【国際活動報告】長春腫瘍医院との中日合同がん診療MDTカンファレンスに参加
~胃がん・直腸がんの難治症例を検討、免疫栄養とQOLの視点から意見交換~
2026年8月29日、国際健康科学研究院(IRIHS)は、中国・吉林省の長春腫瘍医院が開催した中日合同がん診療MDT(多診療科合同)カンファレンスにオンラインで参加しました。今回の合同会診は、8月16日の長春腫瘍医院訪問および国際医療フォーラムで協議した「専門医による遠隔症例検討・がん診療分野における国際連携」を具体化する取り組みの一つです。
会診には、長春腫瘍医院の外科、腫瘍内科をはじめとする複数の診療科の専門医が参加し、当研究院からは東山建一理事長、藤高博士が参加しました。実際の検査画像や病理所見、治療経過を共有しながら、二つの消化器がん症例について多角的な検討が行われました。
■ HER2陽性進行胃がん―深い奏効後の治療方針を検討
第1症例は、HER2陽性の進行胃がんに対し、化学療法および抗HER2療法を行い、治療後のPET-CTで明らかな悪性所見を認めないまでに深い奏効を得た症例です。
外科医からは、これまでの治療反応を踏まえ、conversion surgery(転換手術)を含めた今後の治療選択について専門的な見解が示されました。東山理事長は、治療効果を長期的に維持するための免疫機能、栄養状態、筋肉量を含めた全身管理の重要性を指摘しました。藤高博士は、長期治療に伴う身体的負担にも配慮し、治療継続とQOL(生活の質)を両立させる患者中心の治療選択について意見を述べました。
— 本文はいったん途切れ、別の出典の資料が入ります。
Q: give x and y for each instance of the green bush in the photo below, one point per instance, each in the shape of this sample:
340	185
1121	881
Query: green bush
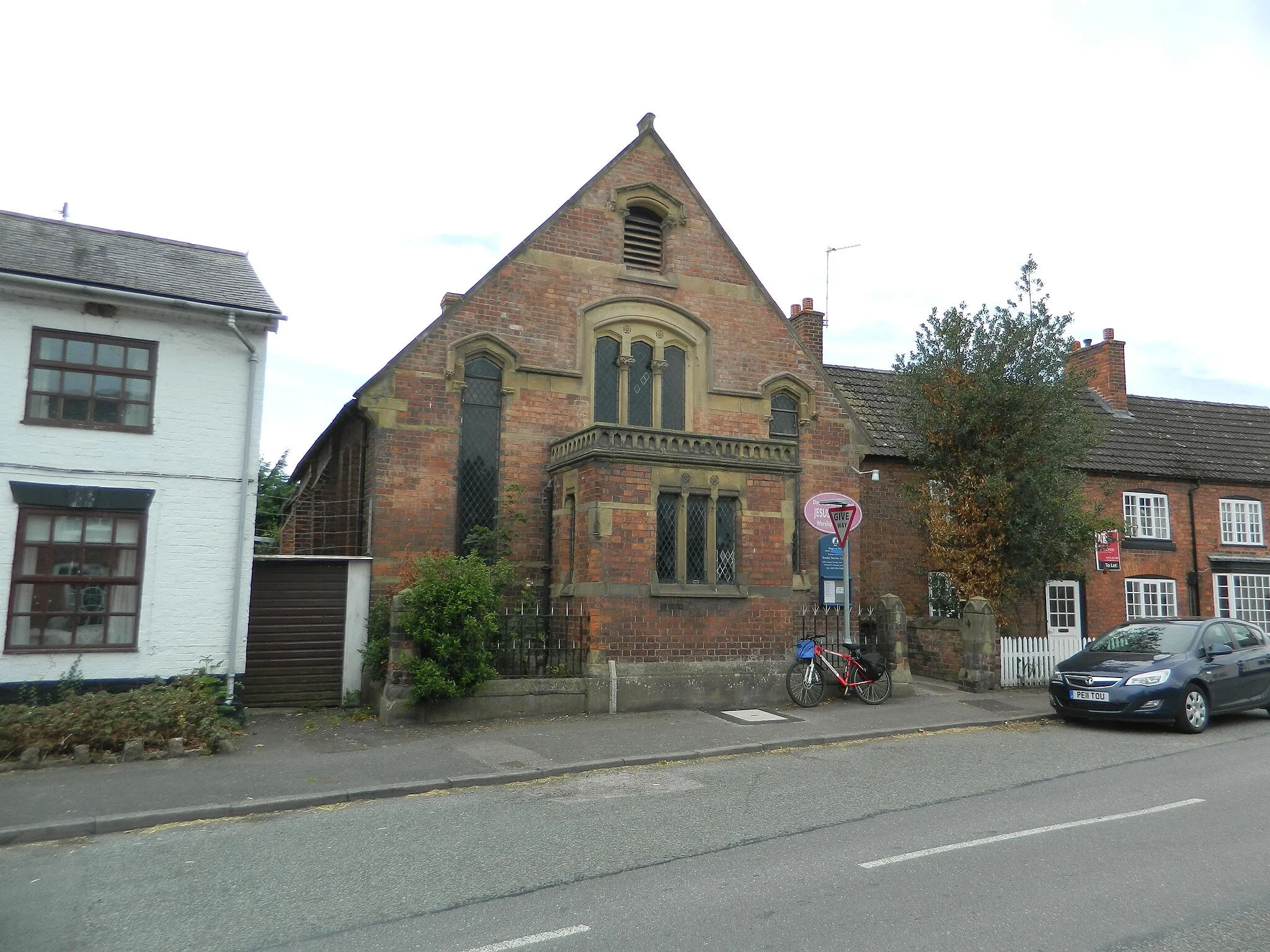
186	707
450	616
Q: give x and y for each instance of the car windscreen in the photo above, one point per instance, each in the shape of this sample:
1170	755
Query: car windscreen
1147	639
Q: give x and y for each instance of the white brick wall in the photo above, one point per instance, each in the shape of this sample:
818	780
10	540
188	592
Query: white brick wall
193	462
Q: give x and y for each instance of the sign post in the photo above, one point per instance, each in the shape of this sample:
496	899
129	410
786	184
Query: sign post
836	514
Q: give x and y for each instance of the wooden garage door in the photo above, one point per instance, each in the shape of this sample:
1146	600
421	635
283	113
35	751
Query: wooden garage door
295	637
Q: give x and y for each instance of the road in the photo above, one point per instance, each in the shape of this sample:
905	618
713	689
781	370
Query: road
756	852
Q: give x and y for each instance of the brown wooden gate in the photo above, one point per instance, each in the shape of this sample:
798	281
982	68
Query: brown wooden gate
295	635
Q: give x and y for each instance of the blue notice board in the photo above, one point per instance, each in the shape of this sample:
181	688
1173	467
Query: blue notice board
832	565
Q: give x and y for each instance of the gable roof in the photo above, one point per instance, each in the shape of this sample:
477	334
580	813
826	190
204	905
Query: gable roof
646	131
58	250
1157	437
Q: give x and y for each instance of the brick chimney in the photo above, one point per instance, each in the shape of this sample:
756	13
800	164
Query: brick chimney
1104	363
809	325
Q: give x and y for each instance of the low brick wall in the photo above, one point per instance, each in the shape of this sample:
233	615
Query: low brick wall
502	697
935	648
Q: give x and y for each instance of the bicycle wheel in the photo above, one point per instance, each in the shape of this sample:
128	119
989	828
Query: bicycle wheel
806	683
874	692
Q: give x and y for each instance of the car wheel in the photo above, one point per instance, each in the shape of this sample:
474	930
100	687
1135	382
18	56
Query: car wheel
1193	718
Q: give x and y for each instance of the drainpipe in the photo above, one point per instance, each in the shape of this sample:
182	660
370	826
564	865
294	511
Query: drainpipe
1193	582
249	478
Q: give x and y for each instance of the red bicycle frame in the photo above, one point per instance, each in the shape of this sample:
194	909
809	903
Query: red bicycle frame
851	663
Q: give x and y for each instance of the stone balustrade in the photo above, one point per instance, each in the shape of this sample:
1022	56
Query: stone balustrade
672	447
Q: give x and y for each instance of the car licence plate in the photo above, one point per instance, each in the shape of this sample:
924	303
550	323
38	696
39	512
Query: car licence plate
1090	696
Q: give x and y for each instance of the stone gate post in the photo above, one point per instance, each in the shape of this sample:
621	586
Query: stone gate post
893	631
980	660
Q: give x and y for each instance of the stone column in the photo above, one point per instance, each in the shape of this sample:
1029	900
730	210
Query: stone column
980	671
395	702
892	622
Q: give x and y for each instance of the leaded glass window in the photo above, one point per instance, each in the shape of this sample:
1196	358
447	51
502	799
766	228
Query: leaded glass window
784	416
695	544
639	403
726	541
607	376
667	535
672	389
478	448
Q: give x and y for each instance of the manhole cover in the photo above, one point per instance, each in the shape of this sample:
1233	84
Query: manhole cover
752	715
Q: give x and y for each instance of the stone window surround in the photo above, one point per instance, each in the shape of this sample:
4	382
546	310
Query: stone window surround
654	323
483	345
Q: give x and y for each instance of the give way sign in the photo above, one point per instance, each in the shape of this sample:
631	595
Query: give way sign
842	518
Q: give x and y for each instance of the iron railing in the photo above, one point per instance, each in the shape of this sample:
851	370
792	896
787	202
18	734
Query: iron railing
534	644
825	622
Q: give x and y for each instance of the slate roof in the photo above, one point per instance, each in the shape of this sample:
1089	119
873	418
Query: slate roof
82	254
870	394
1158	437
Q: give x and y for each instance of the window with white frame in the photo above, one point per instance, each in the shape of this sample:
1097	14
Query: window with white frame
1146	516
1241	522
1150	598
1244	597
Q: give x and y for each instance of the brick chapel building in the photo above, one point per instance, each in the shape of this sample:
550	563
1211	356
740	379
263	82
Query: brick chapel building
628	369
1192	480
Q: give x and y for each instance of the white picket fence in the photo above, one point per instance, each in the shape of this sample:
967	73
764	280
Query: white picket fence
1029	662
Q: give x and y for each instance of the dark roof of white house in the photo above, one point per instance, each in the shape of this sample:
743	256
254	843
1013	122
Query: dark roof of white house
121	260
1157	437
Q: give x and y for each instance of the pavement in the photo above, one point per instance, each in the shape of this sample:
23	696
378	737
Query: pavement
296	759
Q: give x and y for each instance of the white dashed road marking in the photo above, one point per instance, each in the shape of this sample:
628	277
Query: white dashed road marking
531	940
1033	832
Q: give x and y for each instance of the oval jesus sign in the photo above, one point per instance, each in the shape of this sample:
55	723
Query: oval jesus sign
817	511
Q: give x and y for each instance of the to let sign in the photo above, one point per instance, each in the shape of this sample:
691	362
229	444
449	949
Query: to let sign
1108	550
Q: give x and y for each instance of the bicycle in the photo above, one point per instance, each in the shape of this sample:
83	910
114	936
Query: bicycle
806	679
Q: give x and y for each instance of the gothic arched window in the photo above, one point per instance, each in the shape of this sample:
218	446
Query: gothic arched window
478	448
784	415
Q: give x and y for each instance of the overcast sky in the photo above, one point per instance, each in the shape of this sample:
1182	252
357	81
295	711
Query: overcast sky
373	156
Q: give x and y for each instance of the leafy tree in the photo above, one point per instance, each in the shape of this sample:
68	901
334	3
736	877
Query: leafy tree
448	615
272	491
1000	432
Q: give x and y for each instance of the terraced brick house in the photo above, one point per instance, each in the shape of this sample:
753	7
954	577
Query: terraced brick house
1191	478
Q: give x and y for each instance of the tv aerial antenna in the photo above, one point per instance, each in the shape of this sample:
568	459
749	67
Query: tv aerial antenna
827	253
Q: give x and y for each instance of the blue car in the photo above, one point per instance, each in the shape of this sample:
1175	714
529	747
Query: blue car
1179	671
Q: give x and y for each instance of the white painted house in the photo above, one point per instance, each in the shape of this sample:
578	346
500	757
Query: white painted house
131	384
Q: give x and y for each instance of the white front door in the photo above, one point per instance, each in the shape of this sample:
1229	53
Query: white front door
1064	619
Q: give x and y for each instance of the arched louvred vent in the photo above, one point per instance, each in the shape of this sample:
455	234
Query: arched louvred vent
642	243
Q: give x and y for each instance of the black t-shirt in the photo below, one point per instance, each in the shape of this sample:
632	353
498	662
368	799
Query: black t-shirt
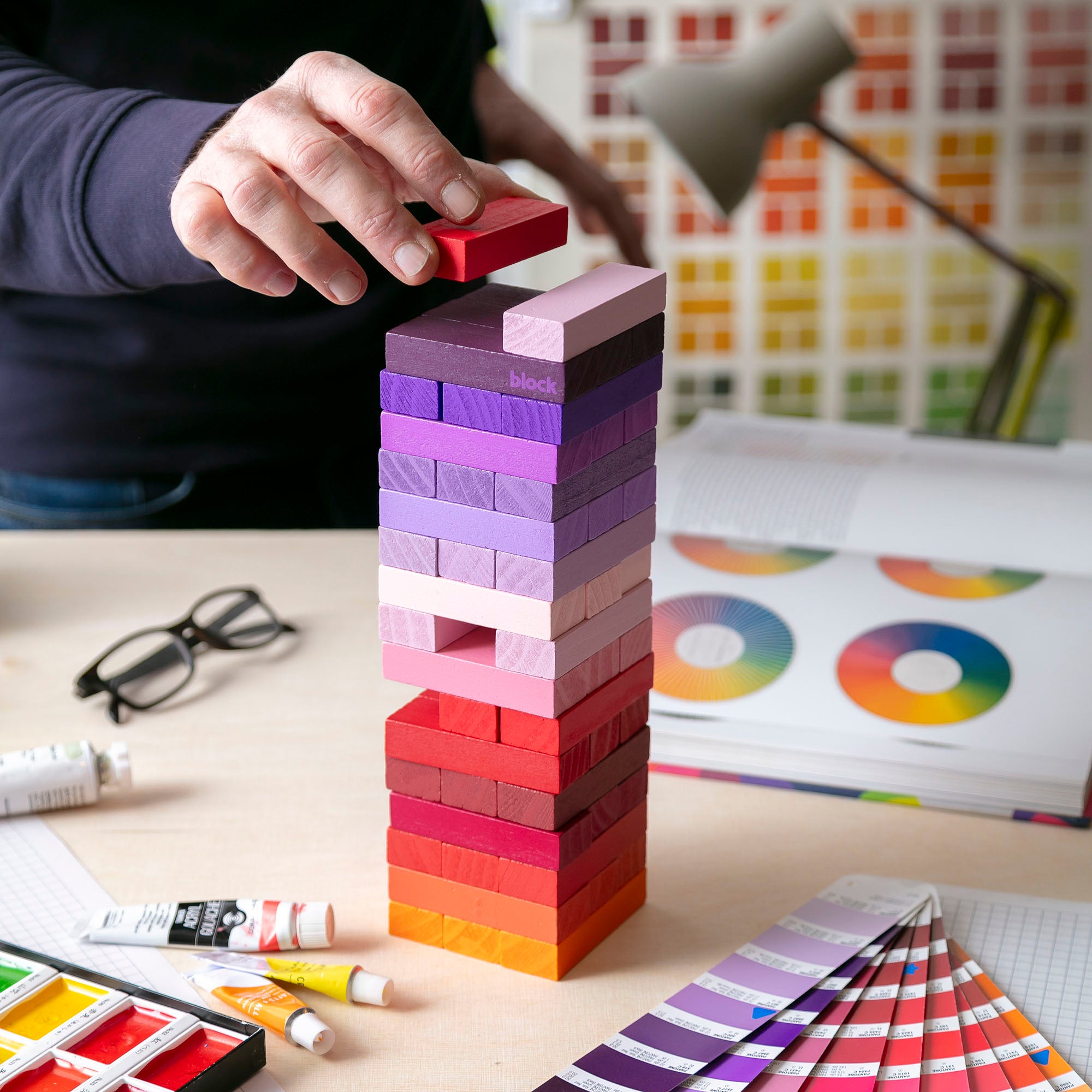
194	376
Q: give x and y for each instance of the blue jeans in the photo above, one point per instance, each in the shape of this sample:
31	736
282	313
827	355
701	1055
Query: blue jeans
31	503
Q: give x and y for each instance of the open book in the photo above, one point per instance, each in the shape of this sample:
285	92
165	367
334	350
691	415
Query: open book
868	611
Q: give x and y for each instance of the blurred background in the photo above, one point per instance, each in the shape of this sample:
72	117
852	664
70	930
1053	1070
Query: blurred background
827	294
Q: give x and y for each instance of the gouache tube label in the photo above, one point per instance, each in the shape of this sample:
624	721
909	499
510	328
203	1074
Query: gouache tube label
243	925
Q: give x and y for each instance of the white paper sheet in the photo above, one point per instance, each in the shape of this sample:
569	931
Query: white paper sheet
45	889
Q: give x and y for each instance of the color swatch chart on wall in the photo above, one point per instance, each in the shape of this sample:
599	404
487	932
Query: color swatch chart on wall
828	294
517	514
859	990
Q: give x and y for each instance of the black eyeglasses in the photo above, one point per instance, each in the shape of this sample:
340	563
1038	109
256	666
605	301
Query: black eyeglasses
152	666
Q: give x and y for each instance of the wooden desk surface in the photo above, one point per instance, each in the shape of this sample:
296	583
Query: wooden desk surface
266	779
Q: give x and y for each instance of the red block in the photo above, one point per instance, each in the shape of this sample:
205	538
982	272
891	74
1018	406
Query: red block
470	718
508	232
554	734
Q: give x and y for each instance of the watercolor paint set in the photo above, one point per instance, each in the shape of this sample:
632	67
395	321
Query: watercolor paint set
66	1029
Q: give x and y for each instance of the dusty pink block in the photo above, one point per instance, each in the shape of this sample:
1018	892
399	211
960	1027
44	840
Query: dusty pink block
469	565
635	645
419	631
401	550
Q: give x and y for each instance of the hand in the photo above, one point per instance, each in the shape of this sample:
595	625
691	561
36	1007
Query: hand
514	130
330	140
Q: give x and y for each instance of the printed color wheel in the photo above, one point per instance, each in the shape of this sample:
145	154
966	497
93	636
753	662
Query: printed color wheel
956	583
749	560
924	673
710	648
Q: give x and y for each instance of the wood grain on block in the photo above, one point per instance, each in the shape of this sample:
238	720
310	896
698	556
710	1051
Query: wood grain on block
509	231
635	645
639	493
412	851
572	318
416	779
412	923
492	452
606	513
555	734
412	553
468	718
543	580
539	501
553	423
482	607
473	409
419	630
551	659
464	485
409	395
468	792
407	473
424	516
468	565
640	419
555	962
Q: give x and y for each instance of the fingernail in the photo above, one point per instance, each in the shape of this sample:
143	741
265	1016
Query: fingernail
411	258
459	199
281	284
345	287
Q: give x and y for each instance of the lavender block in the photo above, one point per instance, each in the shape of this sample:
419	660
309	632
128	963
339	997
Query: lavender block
551	423
639	493
407	473
469	565
473	409
539	501
423	516
402	551
464	485
606	513
408	395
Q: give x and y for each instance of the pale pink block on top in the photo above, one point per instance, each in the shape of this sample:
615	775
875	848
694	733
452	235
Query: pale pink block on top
588	311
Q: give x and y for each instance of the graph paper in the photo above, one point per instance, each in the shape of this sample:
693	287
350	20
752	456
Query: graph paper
44	889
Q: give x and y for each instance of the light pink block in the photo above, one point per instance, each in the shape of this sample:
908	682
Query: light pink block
635	645
516	652
419	630
470	565
586	312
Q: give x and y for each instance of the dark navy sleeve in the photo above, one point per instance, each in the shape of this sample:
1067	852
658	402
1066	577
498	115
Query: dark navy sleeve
86	183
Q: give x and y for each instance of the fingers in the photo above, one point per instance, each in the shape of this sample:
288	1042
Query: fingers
207	229
388	118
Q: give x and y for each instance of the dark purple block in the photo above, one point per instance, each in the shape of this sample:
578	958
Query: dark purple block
552	423
407	473
473	409
639	493
606	513
464	485
410	396
538	501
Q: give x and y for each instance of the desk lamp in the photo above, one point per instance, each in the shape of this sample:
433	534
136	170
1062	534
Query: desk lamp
718	117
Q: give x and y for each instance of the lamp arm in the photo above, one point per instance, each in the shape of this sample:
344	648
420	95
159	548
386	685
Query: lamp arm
1037	277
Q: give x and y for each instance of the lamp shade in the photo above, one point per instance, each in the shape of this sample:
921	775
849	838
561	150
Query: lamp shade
718	117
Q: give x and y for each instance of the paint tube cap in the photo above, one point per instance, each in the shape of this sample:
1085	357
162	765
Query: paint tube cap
308	1031
367	989
315	925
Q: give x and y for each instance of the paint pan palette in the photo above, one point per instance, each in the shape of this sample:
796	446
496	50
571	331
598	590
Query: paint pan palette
65	1029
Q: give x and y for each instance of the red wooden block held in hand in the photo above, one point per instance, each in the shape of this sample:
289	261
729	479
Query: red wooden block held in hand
508	232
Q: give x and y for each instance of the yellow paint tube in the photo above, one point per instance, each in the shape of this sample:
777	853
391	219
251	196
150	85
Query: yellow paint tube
345	983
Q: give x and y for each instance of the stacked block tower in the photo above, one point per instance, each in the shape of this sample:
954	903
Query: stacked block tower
517	515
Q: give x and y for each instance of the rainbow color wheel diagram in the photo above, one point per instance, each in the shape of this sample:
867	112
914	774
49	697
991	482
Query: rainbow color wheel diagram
924	673
711	648
747	559
956	581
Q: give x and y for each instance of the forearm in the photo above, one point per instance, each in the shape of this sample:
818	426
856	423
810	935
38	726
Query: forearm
86	182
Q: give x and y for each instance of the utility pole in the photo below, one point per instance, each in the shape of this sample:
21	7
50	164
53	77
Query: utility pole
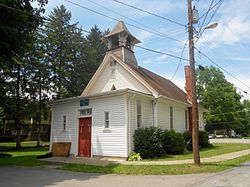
195	126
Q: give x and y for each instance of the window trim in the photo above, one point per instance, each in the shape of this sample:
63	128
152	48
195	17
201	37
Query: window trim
186	120
171	118
106	120
64	122
138	113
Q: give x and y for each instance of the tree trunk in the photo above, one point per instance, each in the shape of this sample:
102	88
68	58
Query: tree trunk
39	117
18	108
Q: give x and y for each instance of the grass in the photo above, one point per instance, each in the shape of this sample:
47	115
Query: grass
217	149
158	169
26	156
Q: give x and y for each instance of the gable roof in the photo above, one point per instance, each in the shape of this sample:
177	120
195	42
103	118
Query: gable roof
119	28
162	85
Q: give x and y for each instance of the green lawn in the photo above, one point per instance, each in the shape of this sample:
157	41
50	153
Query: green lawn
157	169
26	156
217	149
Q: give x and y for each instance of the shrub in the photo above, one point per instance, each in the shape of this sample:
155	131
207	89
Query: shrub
47	155
173	142
203	140
5	155
7	138
188	140
148	142
134	157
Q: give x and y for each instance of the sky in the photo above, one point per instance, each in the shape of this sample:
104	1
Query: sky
228	45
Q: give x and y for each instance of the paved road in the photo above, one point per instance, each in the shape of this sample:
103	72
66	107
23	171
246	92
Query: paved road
45	177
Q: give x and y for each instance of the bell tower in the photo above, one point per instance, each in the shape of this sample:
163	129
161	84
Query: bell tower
121	42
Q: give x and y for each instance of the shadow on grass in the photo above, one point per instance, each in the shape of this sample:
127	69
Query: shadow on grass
23	149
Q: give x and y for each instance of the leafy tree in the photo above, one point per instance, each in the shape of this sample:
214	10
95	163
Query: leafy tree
220	98
94	39
17	19
37	73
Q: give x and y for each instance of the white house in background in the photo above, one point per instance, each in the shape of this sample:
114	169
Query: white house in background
120	97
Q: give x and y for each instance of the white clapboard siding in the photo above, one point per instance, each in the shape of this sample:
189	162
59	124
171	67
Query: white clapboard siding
70	134
163	111
121	79
111	142
179	118
147	113
163	115
147	116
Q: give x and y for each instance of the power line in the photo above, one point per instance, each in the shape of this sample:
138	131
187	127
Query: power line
150	13
221	67
104	7
179	60
219	5
209	9
42	17
162	53
206	16
102	14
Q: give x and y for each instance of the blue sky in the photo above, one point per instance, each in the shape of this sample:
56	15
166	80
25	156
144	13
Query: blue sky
228	44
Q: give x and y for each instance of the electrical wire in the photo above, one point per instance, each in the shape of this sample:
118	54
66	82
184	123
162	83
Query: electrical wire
179	60
150	13
162	53
104	7
221	67
206	16
219	5
109	17
209	9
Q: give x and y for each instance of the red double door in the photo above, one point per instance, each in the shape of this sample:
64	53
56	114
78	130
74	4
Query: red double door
84	145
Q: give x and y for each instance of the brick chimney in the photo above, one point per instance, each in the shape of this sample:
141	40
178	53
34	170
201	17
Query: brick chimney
188	82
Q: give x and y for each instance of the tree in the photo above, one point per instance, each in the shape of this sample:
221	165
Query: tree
16	39
72	59
67	54
94	39
17	19
37	73
220	98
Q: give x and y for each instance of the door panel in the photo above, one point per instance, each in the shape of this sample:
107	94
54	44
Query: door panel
84	145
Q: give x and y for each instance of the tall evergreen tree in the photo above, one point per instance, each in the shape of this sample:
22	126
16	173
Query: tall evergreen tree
67	54
16	40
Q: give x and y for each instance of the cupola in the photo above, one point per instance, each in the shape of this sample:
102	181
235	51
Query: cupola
121	42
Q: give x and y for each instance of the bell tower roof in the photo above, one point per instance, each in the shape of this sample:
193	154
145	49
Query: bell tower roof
121	28
121	43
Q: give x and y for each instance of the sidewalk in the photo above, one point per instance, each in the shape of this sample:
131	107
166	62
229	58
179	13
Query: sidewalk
104	162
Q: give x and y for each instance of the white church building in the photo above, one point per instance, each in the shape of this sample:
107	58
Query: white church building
120	97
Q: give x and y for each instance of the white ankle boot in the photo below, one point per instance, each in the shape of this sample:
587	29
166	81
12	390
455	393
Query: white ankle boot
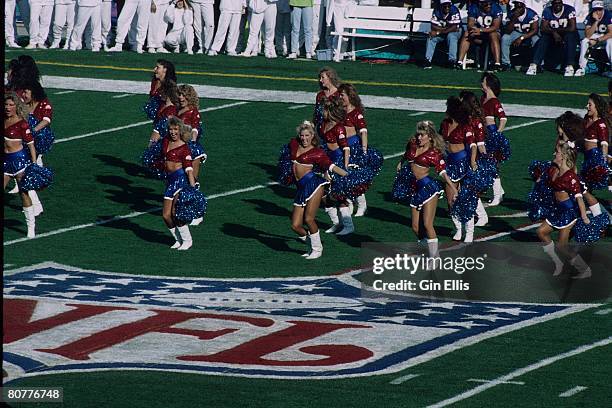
361	206
347	221
316	246
483	218
469	231
36	204
185	237
177	238
458	227
30	221
333	216
498	193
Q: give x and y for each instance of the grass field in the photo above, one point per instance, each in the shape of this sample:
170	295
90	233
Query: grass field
103	214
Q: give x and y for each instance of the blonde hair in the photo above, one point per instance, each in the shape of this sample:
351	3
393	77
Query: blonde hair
427	127
190	94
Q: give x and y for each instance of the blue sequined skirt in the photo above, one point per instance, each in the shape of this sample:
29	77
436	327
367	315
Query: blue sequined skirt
563	214
307	186
15	163
595	171
426	189
457	164
175	182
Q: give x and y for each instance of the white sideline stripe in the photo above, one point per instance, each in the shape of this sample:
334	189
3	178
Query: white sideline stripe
405	378
100	132
135	214
520	372
572	391
132	215
296	97
504	382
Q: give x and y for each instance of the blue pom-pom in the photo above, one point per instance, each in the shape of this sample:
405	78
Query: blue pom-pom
285	167
152	160
152	106
190	204
404	186
593	231
36	177
43	139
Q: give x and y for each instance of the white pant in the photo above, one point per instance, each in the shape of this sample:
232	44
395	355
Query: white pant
142	10
105	19
584	46
183	35
204	21
157	27
40	22
227	21
64	15
256	19
283	32
84	14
■ 88歳直腸がん―再発予防とQOLを両立する術後管理
第2症例は、88歳の直腸がん患者で、腹腔鏡下直腸がん根治術後、病理学的にpT4aN2と診断された再発リスクの高い症例です。
外科医から高齢を考慮した術後治療について提案がなされ、東山理事長は、今後の治療に耐え得る身体状態を維持するため、術後の免疫栄養管理と体力・筋力の回復が重要であると提言しました。藤高博士は、高齢患者では再発予防だけでなく、食事、排便、睡眠、活動能力などを含む自立した生活を維持することも重要な治療目標であるとし、患者本人の状態と希望を踏まえた治療選択の必要性を示しました。
■ 国際連携による患者中心のがん医療へ
今回の合同会診を通じ、標準的ながん治療に加え、免疫・栄養、身体機能、QOLまでを総合的に捉えることの重要性が共有されました。これは、8月の長春訪問時に確認された「患者一人ひとりの生命とQOLを重視した医療・健康支援」という国際連携の方向性を、実際の臨床症例を通じて具体化するものです。
国際健康科学研究院は、今後も国内外の医療機関との国際MDT・症例検討を積極的に推進し、がん治療、免疫・栄養管理、QOL支援を統合した患者中心の医療連携の発展に貢献してまいります。